Bien que les travaux des chercheurs ne résolvent pas encore les problèmes de l’informatique quantique, c’est un pas dans la bonne direction. À tout le moins, cela montre qu’il reste encore des vitesses de fonctionnement plus rapides à débloquer dans le domaine quantique, ce qui devrait finalement faire évoluer les performances disponibles de cette nouvelle solution informatique émergente.
Il y a certaines mises en garde pratiques au système créé par les chercheurs. D’une part, ils n’ont réussi à s’emmêler et à fonctionner que sur deux qubits intriqués. IBM, par exemple, prévoit d’introduire son 433-qubit Balbuzard Quantum Processing Unit (QPU) cette année.

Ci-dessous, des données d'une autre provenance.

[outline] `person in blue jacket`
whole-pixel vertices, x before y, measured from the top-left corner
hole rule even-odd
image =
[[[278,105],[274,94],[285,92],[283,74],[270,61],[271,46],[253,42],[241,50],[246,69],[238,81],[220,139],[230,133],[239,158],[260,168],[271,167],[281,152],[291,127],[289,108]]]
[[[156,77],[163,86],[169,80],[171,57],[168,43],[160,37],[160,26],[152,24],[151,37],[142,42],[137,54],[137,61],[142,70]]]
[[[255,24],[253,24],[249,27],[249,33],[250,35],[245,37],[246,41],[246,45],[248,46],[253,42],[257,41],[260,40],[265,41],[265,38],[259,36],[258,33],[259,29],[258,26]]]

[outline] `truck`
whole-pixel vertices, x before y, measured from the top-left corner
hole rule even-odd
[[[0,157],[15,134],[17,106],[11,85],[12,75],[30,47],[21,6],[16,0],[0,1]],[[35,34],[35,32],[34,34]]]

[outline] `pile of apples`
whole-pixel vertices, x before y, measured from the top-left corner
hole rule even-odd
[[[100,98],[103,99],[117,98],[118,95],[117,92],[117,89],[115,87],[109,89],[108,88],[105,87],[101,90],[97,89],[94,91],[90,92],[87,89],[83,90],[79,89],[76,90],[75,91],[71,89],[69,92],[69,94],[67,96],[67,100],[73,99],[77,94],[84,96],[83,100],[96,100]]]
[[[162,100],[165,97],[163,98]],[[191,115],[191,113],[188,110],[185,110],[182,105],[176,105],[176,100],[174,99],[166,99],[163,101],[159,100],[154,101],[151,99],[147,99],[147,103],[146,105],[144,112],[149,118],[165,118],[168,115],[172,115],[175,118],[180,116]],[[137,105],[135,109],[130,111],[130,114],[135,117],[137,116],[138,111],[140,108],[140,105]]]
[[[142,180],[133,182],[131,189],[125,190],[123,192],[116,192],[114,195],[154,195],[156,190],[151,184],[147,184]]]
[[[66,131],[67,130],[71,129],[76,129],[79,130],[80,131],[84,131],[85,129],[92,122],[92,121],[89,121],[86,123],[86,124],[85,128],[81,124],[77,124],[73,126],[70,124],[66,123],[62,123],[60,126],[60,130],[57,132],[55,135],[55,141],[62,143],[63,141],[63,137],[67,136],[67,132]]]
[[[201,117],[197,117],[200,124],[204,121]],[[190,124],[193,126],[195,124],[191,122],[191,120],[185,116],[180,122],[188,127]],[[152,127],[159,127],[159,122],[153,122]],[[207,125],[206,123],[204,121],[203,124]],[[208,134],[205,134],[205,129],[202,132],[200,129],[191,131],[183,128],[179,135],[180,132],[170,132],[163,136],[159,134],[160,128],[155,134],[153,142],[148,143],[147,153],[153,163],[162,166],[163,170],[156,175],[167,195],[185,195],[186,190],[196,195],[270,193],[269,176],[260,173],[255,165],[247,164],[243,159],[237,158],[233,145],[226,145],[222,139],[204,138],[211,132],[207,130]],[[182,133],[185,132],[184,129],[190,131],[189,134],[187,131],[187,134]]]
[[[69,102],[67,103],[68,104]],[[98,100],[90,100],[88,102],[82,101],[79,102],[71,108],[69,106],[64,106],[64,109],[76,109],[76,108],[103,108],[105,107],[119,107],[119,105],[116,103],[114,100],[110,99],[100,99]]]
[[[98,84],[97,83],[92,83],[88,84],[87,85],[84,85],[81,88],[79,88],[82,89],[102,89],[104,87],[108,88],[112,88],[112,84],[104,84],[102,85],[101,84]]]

Une autre chose à noter est que les qubits d’atomes de rubidium employés par les chercheurs – et la technique qui a permis de battre le record du monde – nécessitent de refroidir le système vers le zéro absolu. C’est une entreprise coûteuse et difficile à reproduire dans le calcul haute performance (HPC) et d’autres environnements à travers le monde.
Il y a beaucoup de coureurs, et certaines technologies seront sans aucun doute développées plus lentement que d’autres, les laissant manger la poussière proverbiale de l’investissement en capital et en temps. Mais jusqu’à ce qu’il y ait une technologie qubit qui soit le leader incontesté – un peu comme le silicium l’était pour les semi-conducteurs au moment de leur introduction – la question restera ouverte.